Heureusement, il mandata à cet effet notre vieil intendant qui nous respectait comme nous le respections et qui était aussi attaché à ces terres que nous l’étions bien qu’il ne pensait qu’à prendre une retraite bien méritée dans sa province natale.
Ce vieil homme se démena pendant des semaines et des mois à dénicher un acquéreur suffisamment riche pour prendre le tout et las d’écumer la province, il partit un jour pour Paris solliciter les nombreuses connaissances que la Baronne y comptait.
Le soir où il revint de la capitale fut sans aucun doute un des moments les plus heureux de ma vie : Il nous annonça qu’il y avait trouvé notre nouveau maître en la personne de ce charmant érudit parisien que nous apprécions tant et qui était bien décidé à vivre désormais toute l’année dans notre paradis tout en profitant de nos bons soins !

Notre nouveau maître s’installa trois mois plus tard et notre vie comme celle du domaine et même du comté tout entier en fut rapidement et profondément chamboulées.
S’il doubla nos gages d’emblée, il nous demanda à ma femme et à moi un surcroit de travail et de qualité que cependant, nous avons eu grand plaisir à lui prodiguer au quotidien.
Il recevait souvent dans son nouveau château bon nombre de gens de haut rang et de grande influence qui venaient de très loin parfois et qu’il fallait choyer et surtout éblouir à chaque moment de la journée.
Après quelques années d’un tel régime, ma femme et moi, nous étions connus et réputés dans l’Europe entière pour notre plus grand bonheur et celui de notre maître itou !

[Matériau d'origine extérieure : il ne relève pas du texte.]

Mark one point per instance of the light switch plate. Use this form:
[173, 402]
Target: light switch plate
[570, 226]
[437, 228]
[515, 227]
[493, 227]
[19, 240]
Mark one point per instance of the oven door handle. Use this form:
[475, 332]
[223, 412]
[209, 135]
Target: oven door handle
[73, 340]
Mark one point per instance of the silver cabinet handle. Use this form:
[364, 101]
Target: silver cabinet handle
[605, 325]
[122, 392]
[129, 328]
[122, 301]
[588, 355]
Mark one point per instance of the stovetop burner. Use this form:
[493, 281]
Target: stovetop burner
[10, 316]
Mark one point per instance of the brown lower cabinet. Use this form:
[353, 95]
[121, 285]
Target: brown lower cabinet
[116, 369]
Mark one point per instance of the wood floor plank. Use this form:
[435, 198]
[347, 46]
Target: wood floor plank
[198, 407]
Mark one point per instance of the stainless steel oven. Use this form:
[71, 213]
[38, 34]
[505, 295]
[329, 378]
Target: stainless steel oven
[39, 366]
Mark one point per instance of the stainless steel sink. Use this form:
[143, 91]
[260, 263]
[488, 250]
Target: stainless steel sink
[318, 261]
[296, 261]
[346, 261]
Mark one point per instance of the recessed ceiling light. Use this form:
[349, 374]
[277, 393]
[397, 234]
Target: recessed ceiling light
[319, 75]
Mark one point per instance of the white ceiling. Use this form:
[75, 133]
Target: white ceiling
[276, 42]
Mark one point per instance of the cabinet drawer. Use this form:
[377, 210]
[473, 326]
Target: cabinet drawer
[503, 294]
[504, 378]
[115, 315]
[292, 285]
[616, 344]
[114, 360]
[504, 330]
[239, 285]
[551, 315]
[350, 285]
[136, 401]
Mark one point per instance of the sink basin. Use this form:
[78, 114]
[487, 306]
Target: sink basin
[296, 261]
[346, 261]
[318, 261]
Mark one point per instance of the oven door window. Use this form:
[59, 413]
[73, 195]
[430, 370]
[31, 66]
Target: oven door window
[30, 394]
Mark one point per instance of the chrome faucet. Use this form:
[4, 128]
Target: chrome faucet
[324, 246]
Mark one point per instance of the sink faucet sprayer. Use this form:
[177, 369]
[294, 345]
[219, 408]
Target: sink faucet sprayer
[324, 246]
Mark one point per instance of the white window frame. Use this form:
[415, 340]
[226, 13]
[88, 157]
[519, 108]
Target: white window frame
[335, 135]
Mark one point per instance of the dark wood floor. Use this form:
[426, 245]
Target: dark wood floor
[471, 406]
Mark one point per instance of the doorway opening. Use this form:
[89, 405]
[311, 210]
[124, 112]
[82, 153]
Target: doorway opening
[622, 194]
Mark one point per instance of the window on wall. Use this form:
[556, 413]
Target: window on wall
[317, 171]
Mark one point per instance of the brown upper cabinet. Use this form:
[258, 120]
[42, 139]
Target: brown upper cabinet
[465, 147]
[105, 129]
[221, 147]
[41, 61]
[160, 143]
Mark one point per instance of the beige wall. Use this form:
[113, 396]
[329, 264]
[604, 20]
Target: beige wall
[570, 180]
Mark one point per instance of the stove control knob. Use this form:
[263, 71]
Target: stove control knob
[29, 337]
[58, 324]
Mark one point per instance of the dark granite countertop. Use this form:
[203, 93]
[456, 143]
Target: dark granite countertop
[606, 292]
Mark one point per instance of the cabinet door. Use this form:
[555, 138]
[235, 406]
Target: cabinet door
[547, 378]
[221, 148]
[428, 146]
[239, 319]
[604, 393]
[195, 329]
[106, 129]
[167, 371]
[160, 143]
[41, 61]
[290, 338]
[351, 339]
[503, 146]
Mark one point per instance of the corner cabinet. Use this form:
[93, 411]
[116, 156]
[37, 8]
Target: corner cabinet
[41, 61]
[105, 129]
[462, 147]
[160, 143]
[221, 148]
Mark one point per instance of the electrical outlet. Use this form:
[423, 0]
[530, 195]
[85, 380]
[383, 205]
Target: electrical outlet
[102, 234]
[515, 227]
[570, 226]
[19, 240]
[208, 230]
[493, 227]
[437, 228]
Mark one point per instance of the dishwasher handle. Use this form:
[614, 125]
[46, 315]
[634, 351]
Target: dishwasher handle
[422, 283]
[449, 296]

Mais un tel dévouement et une telle célébrité à parfois son revers de médaille et je l’appris à mes dépens, un soir de l’an de grâce 1760 où mon vénéré maître m’ordonna de participer à un de ses dîners de gentilshommes !
Pour tout vous dire, sauvage et gueux comme j’étais, je me suis fait longtemps prié pour accepter une telle corvée qui dépassait de très haut mes capacités, ma nature, mes espoirs et tout mon tempérament !
Mon maître, par sa très grande sagacité m’a enfin convaincu en me précisant que je devais par ma science du jardin, faire diversion lors de cette réunion de compères qu’il souhaitait réconcilier : Mon seul discours empêcherait sans aucun doute que ces invités et lui-même n’abordent des sujets bien trop propices à la polémique voire à d’autres fâcheries irrémédiables.
Mon argument sur les habits tomba même, car il me conduisit aussitôt dans ses appartements pour me faire essayer des costumes, bas, perruques et autres souliers vernis dont jamais de ma vie je n’avais même imaginé avoir la moindre envie ou le moindre intérêt !
En quelques minutes, j’étais grimé comme un ministre et mon entrée dans la cuisine provoqua l’hilarité de mon fils et de ma femme qui mirent toutefois un bon moment à me reconnaître.
Les trois invités arrivèrent enfin ; deux venant ensemble de Paris et le troisième de Genève, et je dus leur faire visiter le parc tout en répondant comme je pouvais à leurs questions et remarques et en essayant de cacher le malaise de mon corps engoncé dans ses habits du diable.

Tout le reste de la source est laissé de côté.